Пребывая в мире, человек ежесекундно совершает акты восприятия, но при этом, однако, мало задумывается о том, благодаря чему он вообще видит то многое, что он собственно видит. Часто думают, будто та или иная вещь становится нам доступной просто потому, что некое я как субъект соотносится с неким объектом. Событие видения разыгрывается в неком пустом пространстве, между человеком – носителем сознания и миром – суммой готовых и определенных объектов. Но так ли это на самом деле? Действительно ли механизм восприятия сводится к воздействию внешних, объективных качеств вещей и их отражению в материале наших естественных, психических способностей?

Мысль о том, человеческое познание представляет собой отражение внешнего, окружающего мира общеизвестна. Между тем, следует заметить, что сам термин отражение является не совсем удачным, ибо вызывает представление о познании как о следствии причинного воздействия предмета на пассивно воспринимающего это воздействие субъекта. В действительности, однако, познание даже на уровне восприятия представляет собой активный, конструктивный процесс сбора информации о внешнем мире, предполагающий использование различного рода «гештальтов», «схем», «когнитивных карт», «конструктов», «фреймов» и т.д. Подобного рода представления мы можем обнаружить уже у древних философов.

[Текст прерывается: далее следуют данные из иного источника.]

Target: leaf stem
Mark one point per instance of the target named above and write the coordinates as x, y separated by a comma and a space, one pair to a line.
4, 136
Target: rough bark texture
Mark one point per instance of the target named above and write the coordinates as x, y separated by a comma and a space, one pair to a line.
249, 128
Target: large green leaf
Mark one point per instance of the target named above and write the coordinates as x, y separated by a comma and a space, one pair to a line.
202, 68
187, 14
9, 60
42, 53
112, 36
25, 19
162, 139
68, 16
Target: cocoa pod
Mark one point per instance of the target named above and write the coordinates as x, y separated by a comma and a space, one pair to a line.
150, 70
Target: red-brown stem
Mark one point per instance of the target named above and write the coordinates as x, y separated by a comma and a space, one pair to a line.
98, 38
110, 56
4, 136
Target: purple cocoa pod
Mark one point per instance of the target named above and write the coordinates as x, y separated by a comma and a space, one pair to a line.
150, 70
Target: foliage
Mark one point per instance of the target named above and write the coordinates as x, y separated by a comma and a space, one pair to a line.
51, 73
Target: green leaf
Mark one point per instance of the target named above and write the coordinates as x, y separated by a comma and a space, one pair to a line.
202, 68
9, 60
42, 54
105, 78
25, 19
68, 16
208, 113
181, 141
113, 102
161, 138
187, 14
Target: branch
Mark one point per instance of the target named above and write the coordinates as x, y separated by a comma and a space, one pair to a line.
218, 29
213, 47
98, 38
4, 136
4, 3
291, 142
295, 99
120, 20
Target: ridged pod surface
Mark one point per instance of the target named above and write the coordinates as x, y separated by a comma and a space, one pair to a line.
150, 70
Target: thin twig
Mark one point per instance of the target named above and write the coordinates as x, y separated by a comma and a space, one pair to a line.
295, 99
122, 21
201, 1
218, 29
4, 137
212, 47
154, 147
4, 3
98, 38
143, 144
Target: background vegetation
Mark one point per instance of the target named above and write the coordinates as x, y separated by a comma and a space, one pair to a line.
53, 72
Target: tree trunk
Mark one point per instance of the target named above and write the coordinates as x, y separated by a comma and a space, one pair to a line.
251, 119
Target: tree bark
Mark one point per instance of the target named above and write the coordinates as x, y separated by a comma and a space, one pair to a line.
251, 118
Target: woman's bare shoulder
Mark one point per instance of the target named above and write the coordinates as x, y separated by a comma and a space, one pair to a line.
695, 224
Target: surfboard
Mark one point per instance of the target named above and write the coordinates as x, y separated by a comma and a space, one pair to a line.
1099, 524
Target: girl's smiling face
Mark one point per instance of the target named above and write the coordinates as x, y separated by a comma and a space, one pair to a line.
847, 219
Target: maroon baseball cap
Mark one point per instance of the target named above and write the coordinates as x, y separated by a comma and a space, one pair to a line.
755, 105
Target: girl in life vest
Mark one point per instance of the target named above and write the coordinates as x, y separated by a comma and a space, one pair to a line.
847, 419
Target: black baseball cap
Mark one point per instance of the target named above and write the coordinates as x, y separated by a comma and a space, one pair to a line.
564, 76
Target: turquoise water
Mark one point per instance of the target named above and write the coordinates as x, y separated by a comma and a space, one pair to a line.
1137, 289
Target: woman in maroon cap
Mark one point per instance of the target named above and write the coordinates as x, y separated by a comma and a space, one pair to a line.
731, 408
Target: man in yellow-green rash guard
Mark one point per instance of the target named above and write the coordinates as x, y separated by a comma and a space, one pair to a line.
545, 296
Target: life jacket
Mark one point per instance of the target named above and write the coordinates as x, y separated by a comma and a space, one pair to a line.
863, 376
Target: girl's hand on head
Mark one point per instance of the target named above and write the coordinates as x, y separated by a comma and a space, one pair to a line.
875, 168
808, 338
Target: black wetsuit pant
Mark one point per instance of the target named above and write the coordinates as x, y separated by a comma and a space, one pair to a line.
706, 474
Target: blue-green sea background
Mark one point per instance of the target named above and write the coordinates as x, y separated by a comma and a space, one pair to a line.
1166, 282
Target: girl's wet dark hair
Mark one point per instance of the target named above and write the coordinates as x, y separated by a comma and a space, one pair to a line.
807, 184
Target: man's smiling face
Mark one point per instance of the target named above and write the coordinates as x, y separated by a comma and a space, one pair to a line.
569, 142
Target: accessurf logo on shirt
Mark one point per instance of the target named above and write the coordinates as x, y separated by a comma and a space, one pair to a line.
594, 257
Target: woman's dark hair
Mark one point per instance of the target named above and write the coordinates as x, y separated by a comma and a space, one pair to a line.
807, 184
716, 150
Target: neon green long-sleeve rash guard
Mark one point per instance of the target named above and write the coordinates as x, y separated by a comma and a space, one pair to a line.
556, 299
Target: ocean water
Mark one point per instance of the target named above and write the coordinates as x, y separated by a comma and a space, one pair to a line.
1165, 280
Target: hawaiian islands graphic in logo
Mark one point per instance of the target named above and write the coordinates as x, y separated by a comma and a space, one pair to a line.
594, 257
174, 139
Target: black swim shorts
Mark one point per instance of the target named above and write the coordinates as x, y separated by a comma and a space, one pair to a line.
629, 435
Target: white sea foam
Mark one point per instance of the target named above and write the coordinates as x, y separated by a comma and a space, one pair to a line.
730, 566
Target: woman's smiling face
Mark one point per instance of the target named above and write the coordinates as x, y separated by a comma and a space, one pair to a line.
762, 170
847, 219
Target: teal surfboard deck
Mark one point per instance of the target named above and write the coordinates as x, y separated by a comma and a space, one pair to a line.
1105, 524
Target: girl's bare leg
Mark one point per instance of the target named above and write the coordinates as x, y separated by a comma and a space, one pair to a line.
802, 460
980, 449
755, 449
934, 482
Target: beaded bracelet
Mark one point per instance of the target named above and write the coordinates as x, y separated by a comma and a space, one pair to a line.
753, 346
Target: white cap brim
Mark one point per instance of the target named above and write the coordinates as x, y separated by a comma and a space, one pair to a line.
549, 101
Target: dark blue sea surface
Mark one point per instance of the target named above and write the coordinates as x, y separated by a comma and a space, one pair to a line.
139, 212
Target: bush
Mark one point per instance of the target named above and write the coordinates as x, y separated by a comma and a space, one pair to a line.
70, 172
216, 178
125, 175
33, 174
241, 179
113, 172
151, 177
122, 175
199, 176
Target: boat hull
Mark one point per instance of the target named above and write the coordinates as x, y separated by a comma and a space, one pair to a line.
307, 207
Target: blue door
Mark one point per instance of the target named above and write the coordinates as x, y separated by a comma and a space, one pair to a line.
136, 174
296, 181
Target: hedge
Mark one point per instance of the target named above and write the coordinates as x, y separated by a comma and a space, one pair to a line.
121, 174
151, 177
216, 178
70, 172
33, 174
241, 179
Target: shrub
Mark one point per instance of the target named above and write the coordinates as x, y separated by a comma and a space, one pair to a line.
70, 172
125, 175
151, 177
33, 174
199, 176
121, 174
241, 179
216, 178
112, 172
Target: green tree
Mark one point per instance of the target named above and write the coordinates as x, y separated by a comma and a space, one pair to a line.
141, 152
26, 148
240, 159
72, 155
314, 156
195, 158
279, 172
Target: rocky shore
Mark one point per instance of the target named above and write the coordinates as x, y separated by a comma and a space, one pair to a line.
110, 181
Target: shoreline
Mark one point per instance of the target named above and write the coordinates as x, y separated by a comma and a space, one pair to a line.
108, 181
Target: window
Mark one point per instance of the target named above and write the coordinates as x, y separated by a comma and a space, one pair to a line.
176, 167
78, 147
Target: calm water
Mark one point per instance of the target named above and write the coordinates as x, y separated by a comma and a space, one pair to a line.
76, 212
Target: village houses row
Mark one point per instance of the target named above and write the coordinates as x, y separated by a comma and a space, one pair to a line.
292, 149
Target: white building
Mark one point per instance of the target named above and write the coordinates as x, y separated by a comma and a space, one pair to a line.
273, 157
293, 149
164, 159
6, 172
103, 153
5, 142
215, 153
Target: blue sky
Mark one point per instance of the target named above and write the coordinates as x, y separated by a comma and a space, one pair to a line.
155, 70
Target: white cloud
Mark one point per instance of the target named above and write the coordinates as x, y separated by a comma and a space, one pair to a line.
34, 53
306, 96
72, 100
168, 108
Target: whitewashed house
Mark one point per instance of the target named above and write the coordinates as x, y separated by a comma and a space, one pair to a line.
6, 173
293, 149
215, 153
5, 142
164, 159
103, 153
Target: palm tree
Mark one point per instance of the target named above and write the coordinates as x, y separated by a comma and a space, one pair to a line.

Вероятно, первым, кто в истории философской мысли сформулировал принцип человеческого познания, был Платон. Он считал, что для того чтобы мы могли нечто познать, нам необходимо то с помощью чего это нечто познается. С точки зрения Платона, человек ошибается, когда думает, что то или иное сущее он видит и познает глазами. В действительности, наши глаза подобны окнам и никому в голову не придет утверждать, что он «видит окном», обычно мы говорим, что «смотрим в окно», «наблюдаем через окно» и т.д. В этом смысле, познание осуществляется при участии глаз, и других органов чувств, но видим и познаем мы не ими, а с помощью иных «инструментов». Платон называл их «идеями», «эйдосами». Мы видим и познаем что-либо только в свете «идей», утверждал Платон.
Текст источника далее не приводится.